Power resigned from the European Court of Human Rights in October 2014, three years before the expiry of her term. Judge George Birmingham wrote a letter to Taoiseach Enda Kenny in 2015 in his role as president of the Association of Judges of Ireland on the subject of Power, suggesting there would be negative repercussions of not appointing former judges of the European Court of Human Rights to the Irish courts.

===Return to Practice===
Power returned to work as barrister in Dublin at the Law Library and in London with Doughty Street Chambers. She served as a Presiding Judge to the Specialist Chamber of the Constitutional Court at the Kosovo Specialist Chambers and Specialist Prosecutor's Office from February 2017 to November 2019.

===Court of Appeal===
Power was appointed to the Court of Appeal in November 2019. She was appointed as one of six judges following the enactment of legislation to allow the expansion of the total number of Court of Appeal judges.

In July 2020, she was announced as the chairperson of a three-judge tribunal into the CervicalCheck cancer scandal.

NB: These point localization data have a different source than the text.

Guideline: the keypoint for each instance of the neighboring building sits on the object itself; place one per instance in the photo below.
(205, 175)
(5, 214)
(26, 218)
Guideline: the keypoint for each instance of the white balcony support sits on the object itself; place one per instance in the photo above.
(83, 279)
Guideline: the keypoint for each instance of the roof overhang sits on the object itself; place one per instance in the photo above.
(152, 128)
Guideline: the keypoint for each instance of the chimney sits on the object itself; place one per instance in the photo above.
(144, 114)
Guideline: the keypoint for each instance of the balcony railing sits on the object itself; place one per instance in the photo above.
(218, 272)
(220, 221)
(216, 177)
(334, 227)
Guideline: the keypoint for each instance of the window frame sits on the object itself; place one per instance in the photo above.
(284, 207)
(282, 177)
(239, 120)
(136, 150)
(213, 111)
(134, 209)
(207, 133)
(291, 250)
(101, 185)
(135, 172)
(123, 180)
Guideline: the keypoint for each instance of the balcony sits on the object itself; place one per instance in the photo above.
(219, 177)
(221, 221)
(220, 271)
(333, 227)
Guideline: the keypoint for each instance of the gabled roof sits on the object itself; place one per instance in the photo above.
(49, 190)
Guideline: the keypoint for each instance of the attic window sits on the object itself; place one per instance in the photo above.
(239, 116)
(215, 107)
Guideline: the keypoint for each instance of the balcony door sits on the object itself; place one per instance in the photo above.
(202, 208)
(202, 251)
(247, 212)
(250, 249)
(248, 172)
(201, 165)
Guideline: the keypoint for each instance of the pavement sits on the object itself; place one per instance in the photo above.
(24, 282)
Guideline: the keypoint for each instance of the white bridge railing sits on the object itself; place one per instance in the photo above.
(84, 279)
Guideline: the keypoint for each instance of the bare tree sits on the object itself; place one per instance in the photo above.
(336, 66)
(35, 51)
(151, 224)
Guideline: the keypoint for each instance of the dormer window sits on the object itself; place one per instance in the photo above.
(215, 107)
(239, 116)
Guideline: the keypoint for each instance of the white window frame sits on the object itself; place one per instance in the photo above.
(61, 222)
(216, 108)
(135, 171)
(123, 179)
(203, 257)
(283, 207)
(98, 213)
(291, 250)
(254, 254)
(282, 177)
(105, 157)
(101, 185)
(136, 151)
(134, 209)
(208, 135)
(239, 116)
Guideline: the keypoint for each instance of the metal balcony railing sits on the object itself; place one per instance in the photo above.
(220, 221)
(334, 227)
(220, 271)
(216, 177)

She serves with Tony O'Connor and retired judge Brian McGovern.

==Personal life==
Power lists her interests as including drama, singing, travelling, painting and hillwalking. She speaks English, Irish, French and Polish. From 1988 to 2000, she was an appointed member of the Academic Council of All Hallows College, a Roman Catholic college in Drumcondra, Dublin, which is part of Dublin City University.